1  Introduction

Disclaimer

This tutorial builds on the course Applied Geodata Science I and requires basic knowledge in using the tidyverse and Random Forests for data analysis.

1.1 A primer on spatial data science

Spatial data science combines geography, statistics, computer science, and data science to analyze and interpret spatially referenced data. It focuses on uncovering patterns and relationships in geospatial data to gain insights into spatial phenomena. By integrating locational information, spatial data science provides a deeper understanding of complex spatial patterns and processes. There are three key aspects of spatial data science that allow such a deeper understanding:

  • Spatial Data Visualization: Visualizing spatial data through maps and interactive visualizations helps communicate complex spatial information effectively. A brief introduction to working with geospatial data in R is given here.

  • Spatial Data Analysis: Techniques such as spatial clustering, spatial autocorrelation analysis, and spatial regression reveal spatial patterns, trends, and dependencies.

  • Geospatial Machine Learning: Applying machine learning algorithms to spatial data enables the creation of predictive models for spatially explicit predictions.

Combined, working on each of these aspects allows for a variety of real-world applications. For example, in urban planning, ecology, transportation, public health, and social sciences, we can apply similar methods to solve a problem. The knowledge inferred from maps, statistical analysis, and model prediction reveals fundamental processes to understand spatial relationships and to eventually improve decision-making.

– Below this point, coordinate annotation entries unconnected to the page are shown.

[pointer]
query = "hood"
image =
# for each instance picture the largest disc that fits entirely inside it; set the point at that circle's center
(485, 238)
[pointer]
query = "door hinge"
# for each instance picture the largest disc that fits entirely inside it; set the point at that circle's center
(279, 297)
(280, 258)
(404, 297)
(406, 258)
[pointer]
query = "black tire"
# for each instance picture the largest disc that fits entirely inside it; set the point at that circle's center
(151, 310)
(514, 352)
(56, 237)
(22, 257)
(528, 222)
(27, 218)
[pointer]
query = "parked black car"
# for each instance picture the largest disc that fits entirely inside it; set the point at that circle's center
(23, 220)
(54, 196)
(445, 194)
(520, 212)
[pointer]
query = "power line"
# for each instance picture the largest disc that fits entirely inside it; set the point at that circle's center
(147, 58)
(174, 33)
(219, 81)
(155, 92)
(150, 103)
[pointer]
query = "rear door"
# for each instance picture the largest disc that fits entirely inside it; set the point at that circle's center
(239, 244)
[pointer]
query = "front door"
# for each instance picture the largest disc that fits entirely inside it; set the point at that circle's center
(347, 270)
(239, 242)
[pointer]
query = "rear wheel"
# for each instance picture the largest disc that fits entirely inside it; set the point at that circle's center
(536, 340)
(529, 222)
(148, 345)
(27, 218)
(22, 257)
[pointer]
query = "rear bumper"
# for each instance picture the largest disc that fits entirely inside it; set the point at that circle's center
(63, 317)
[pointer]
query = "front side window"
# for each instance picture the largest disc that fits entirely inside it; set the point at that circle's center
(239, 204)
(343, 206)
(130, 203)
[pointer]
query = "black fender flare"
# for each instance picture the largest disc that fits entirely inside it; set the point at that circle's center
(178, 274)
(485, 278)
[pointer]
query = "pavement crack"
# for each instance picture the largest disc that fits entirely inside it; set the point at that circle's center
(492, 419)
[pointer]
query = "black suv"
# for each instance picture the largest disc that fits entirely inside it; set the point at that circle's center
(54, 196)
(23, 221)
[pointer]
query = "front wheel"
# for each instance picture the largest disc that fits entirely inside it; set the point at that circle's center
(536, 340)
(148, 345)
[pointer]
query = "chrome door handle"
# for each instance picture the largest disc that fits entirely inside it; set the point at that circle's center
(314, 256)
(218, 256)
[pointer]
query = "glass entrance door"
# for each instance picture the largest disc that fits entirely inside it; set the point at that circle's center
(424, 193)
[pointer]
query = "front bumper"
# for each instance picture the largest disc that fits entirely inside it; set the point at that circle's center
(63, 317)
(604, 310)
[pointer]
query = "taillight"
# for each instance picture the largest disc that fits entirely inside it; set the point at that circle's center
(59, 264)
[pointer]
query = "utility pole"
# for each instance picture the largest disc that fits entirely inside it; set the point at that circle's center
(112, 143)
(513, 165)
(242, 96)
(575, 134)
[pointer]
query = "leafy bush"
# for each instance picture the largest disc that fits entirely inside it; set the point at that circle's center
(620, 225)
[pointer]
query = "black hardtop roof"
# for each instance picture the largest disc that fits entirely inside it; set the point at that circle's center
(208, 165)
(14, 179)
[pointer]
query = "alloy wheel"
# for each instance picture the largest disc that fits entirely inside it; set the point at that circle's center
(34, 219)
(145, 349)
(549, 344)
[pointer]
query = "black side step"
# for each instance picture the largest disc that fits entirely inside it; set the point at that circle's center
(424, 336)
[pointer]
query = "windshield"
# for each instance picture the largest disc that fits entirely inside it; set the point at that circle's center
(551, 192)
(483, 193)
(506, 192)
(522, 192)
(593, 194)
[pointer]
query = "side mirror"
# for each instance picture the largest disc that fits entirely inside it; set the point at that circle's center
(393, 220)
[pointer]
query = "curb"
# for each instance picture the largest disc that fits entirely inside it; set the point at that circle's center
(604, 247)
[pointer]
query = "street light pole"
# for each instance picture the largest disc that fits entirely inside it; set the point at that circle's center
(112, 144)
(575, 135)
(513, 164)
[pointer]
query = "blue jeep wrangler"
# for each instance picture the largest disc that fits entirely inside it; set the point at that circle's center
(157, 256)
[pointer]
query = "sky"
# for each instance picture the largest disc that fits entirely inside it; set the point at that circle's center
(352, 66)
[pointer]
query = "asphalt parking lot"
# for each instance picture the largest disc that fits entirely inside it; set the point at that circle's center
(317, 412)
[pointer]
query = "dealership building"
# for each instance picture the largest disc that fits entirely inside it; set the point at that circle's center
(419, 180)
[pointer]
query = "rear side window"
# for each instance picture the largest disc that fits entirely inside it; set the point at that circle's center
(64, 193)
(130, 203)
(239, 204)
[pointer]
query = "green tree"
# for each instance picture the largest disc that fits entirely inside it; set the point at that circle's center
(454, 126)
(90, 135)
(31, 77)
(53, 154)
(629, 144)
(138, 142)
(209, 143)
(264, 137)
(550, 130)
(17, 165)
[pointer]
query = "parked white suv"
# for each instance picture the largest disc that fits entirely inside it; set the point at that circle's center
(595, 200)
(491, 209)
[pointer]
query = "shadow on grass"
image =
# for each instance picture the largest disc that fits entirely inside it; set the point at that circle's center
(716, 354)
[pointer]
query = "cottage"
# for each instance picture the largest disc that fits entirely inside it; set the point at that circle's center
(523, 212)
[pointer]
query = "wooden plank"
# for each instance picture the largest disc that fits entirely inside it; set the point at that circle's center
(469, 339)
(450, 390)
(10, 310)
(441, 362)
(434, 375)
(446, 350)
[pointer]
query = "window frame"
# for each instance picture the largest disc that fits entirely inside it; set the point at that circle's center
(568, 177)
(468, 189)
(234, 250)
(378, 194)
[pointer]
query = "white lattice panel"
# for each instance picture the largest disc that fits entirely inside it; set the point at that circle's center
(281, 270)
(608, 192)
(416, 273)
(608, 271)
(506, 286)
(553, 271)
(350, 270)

1.2 A primer on soil science

Generally, any soil is the result of five key pedogenetic factors (Jenny, 1994). Abbreviated, they can be simply memorized with the mnemonic “CLORPT”: soil = f(CLimate, Organisms, topogRaphy, Parent material, Time, … ). The “” stands for additional factors, which have been recognized to be important factors but do not fall under the original CLORPT scheme. soil can stand for various soil properties like its texture, density, pH, water drainage, cation exchange capacity, organic matter content, etc.

Due to the intensification of land use through agriculture and urbanization, soils across the world are increasingly under threat. Yet, soils provide crucial ecosystem services to us, such as supporting our food system, draining water during heavy rainfalls, and storing massive amounts of carbon (see Figure 1.1). To quantify such services and assess the risks associated with losing soils, good maps are needed to provide information on where soil service is delivered. Creating such maps through exhaustive sampling campaigns is very costly, time-intensive, and often at coarse temporal and spatial resolution. Also, such sampling campaigns provide only a snapshot of the historical and current state - they obviously cannot tell us anything about the soil’s future. So, there is a strong demand for models that provide us with information on a soil’s future across large spatial scales.

Figure 1.1: Soil functions as defined per FAO, Figure taken from Baveye et al. (2020).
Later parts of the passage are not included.